Whole New Worlds

The future is an intimidating concept.

A million things can go wrong this very second. A gigantic meteor may unceremoniously hit earth and obliterate it. An epidemic may spontaneously break out and wipe out our entire species.  You may read a horrible blog post.

But we can’t be sure of any of that. Yet.

There is a theory I come across everywhere, be it old school science fiction books or the netherworld of the internet, that’s  pretty interesting if you consider it with an open mind and an imagination that exceeds an obsessive need for precise scientific explanations. It says, in short, that every time you makes a decision, a number of “parallel universes” come into existence where you did differently. There are infinite realities and all of them make just as much coherent sense in their contexts as any other. This is stressful because everything in the world(s) is connected in such strange, complex ways that not only can you never fathom the gravity of your choices, but you can never go back and turn a different road when you feel like you went with the wrong alternative.

And you can never draw an accurate cause and effect relationship to explain the way things are because, for all you know, the littlest most unassuming things determined your final subjective truth. You laughed at a bad joke and a plant species mutated. You spilt ketchup on your shirt and a volcano erupted. You binged a tv show and an AI passes the Turing test. Can you really, with absolute surety, say that these things aren’t related at all?

In your own world or in some other one, the possibilities are endless.

We don’t  have A single future. We have billions, trillions of them.

The Butterfly effect is applicable in every situation and makes for interesting contemplations when you are waiting for your turn at the barbers, but being conscious of it for too long (like I have been) can turn brains to sludgy, slimy, grey mush.

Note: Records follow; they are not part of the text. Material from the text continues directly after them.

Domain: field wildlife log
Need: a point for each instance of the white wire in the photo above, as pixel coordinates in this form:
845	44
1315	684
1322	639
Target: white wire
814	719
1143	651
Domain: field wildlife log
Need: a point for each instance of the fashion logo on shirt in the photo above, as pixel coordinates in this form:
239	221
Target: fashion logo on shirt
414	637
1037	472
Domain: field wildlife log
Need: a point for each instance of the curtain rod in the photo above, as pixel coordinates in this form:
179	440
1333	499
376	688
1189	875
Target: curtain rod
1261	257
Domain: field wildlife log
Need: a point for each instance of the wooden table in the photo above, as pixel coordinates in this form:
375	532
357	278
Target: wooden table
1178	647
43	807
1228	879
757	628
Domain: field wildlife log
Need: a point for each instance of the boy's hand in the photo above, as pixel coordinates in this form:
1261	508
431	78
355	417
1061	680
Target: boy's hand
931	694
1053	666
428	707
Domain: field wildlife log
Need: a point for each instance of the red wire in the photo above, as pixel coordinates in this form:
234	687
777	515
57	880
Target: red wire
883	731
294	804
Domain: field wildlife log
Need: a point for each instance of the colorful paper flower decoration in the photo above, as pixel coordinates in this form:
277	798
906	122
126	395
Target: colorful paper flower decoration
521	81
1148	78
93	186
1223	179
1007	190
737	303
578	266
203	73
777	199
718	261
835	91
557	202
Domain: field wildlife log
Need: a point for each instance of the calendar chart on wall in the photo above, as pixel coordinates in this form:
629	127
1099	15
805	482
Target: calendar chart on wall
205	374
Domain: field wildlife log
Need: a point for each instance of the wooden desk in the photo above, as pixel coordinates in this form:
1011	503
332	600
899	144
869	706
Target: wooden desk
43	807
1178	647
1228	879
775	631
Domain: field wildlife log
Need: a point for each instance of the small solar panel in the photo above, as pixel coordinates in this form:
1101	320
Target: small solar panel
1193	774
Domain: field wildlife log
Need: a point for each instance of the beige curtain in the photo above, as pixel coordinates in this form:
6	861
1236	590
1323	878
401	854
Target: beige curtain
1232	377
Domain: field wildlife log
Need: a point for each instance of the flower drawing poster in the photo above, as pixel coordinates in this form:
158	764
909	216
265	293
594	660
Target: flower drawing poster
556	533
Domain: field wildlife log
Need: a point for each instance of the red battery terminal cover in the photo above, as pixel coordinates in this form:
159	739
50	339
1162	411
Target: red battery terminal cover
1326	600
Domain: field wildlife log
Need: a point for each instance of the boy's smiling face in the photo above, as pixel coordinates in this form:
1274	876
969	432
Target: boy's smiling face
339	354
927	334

I am going to go to college, you guys.

This moment seems electric. I am very aware that a decision at this stage will determine the rest of my life in peculiar ways and the prospect that I may make the wrong choice is horrifying. It is a bit too real this time. Shockingly in my face.

Since everything is supposed to be this huge organised mess of chaotic events, every little action of mine, say a sneeze or a fart, may be causing changing the stock market in Sweden or perhaps I might never go to a good university because a chopstick broke somewhere in China.  According to that, everything I do is very detrimental.

Yeah, this is where I’m at. I will pardon a few raised eyebrows and minor speculation about my sanity because I admit that it’s a little crazy of me but I’m coping, alright?

I mean, college is scary. It is such a hideously adult thing to do. There is so much that I can do and want to do. There is also so much I am not looking forward to.

Like the lack of uniforms. Some would perceive it as FINALLY being allowed to wear what they want to so that they can make personal statements among peers. I just see an extra 20 minutes being wasted in picking out clothes every single morning. Or the sudden extreme independence. Seriously, the idea of living in a new city with random strangers in a room is not very appealing to me. I develop pet peeves within seconds and its difficult to adjust my sloppiness to the sloppiness of somebody else. Above that, there is the fact that I have to stay academically sound the whole time as well. What was even the point of finishing school? Is my life going to be an endless series of academic adjustments after all?

I can whine all I want, but facts are facts.

Things are happening now. Lives are converging and diverging. Maybe for years, maybe for hours. This is as brutal an end to a chapter as can be. I get to choose between worlds. Even though I can’t ever know which one is the best. (See, that’s why we need time machines)

I might not meet half the people I love at all in a few months, let alone years and maybe that would be alright. Maybe it won’t.  Maybe I’ll make it big, and maybe I won’t. Maybe my existence will determine the end of the world or maybe nothing beyond the death of a mouse. Anything can happen.

And I can never tell how much it all matters. Not really.

The future is an intimidating concept. It’s even more so when you love cramming your head with bizarre cosmic theories and then getting obsessed with them over tubs of ice cream and borderline delirium.